Maeck found a new life and a new marriage but the scars from years of abuse remained within her. She wrote The Unwanted Wife from notes she made as a form of self-therapy.
“I always lacked belief and confidence in myself. Experiencing domestic abuse and sexual abuse crippled my self-confidence, and I spent years trying to rebuild it.”Sandy Maeck
It tells the story of a young bride’s journey from a life made of fear, sexual abuse, terror, anxiety and unspeakable situations, and how she used the power of positivity to make life changing decisions that led to her strength and endurance. It is not biographical. In Maeck’s story, the young woman leaves Guyana to come to Canada to a family she does not know, to a man she does not know or love. It tells how she adapts to a whole new life; how she survives for the sake of her children and how she is able to find true love.
“I started writing notes, not a book, for my own therapy,” Maeck explains. “Eventually, as I shared my story with women, I was encouraged to write a book. I decided to do this after finding true love and meeting a wonderful man. I never wanted to write the book before that but, in my heart, I knew that I would have a happy ending and I would be able to share my story with other women who are survivors of domestic violence as well.”

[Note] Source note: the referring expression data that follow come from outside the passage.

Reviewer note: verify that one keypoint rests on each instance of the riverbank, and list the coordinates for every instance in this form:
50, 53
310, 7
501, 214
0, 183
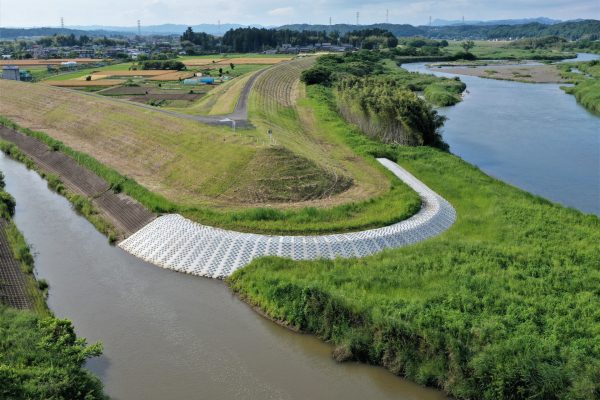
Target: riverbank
41, 357
18, 287
510, 72
586, 79
480, 311
113, 213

She wanted to be an advocate for other women to help stop domestic violence and abuse. She wanted to encourage other women in similar situations to share their stories, and tell them that it is okay to talk about it. “The subject of domestic abuse and abuse is still taboo in too many communities. Women are ashamed, embarrassed, and scared to speak out. I am hoping that I can help and encourage them to break free from unhealthy relationships and to give a voice to the voiceless,” she adds.
The “book as therapy” idea worked well for Maeck. She was able to release years of pent-up pain and struggle and she gained something else, something very valuable for an ex-victim. “The Book strengthened my self-belief,” she says.
“I always lacked belief and confidence in myself. Experiencing domestic abuse and sexual abuse crippled my self-confidence, and I spent years trying to rebuild it.”
“When I started to write, I was riddled with doubt. But I still chose to show up and kept writing. It helped me figure out what I wanted to do with my life. It helped me understand the importance of awareness of domestic violence and abuse and to confront my deepest fears, anxiety, and self-doubt. Now I have chosen a new career path, I am now coaching survivors of domestic violence and abuse; and working on hosting retreats for survivors. I am now changing other people’s lives too.”
It took a lot of determination to turn her notes into a novel. Maeck knew nothing about publishing before this book until she discovered a company called 48 Hour Author on Facebook. “After my first chat I knew they were going to be my publisher. The trust was already there in the first session. They guided my writing, taught me about publishing. They even found me a printer in the U.S. when I moved the date for my book launch. The support team stayed up until 2 a.m. to do that. Then I just quit my job and they gave me financial assistance in the form of a payment plan,” she recalls.
The Unwanted Wife has shown Maeck that domestic abuse doesn’t have to destroy people’s dreams. They can escape and build new ones.